Dr. Isra Levy estimates that so far, the city has given 280,000 to 290,000 doses of vaccine, meaning that one in three people in Ottawa “already or will very shortly receive their vaccination.
“We’re pleased with that,” said Levy. “We do expect that our original target of 40 per cent of the residents of Ottawa to have been vaccinated for pandemic influenza before the end of November will be obtained.
“Those who have not been vaccinated should avail yourselves of the opportunity to get vaccinated because it’s a very good and specific protection against a disease that is still present in our community,” he said.
While Levy said the city is seeing indicators of influenza activity in the community go down – “we have far, far fewer schools reporting absenteeism rates and emergency room in terms of volume have returned to normal,” he said – the disease is still present.

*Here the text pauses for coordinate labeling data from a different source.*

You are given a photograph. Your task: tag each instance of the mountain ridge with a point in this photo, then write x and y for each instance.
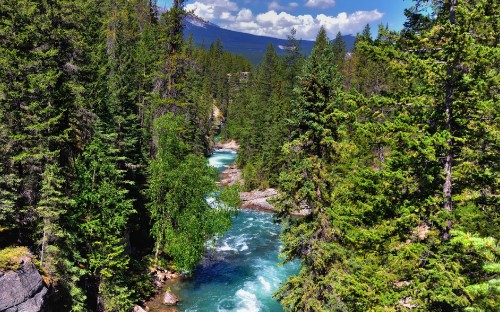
(249, 46)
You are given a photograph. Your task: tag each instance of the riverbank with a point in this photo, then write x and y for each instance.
(255, 199)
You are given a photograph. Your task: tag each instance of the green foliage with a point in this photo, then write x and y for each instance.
(373, 160)
(10, 257)
(101, 212)
(179, 184)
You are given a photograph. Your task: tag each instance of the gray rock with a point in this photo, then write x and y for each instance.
(22, 290)
(170, 299)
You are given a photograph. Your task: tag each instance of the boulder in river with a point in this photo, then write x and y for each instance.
(231, 176)
(170, 299)
(232, 145)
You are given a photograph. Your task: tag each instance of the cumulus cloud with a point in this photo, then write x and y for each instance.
(320, 4)
(275, 24)
(226, 14)
(212, 9)
(274, 5)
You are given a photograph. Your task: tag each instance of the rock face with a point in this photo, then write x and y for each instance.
(231, 176)
(258, 199)
(22, 290)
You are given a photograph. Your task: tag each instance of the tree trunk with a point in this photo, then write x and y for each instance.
(447, 186)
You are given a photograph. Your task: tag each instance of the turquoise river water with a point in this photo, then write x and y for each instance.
(242, 272)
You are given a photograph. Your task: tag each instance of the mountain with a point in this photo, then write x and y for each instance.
(250, 46)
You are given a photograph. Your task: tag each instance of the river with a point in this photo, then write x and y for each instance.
(242, 272)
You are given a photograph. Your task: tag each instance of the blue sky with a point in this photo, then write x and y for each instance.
(276, 18)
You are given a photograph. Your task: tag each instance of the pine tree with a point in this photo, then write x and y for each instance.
(179, 184)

Earlier this week, Ottawa Public Health announced that a sixth person has died as a result of flu-related complications. The woman had underlying health conditions.
In addition to the city’s permanent clinics and roving clinics, the city has also had more family physicians register to administer the vaccine.
The city is now supplying vaccines to close to 300 family physicians, Levy said.
Levy said the vaccine will serve to protect people further as the holiday season approaches.
“People who are well can going about their daily business and people who are ill are asked to continue to stay away from large crowds,” he said.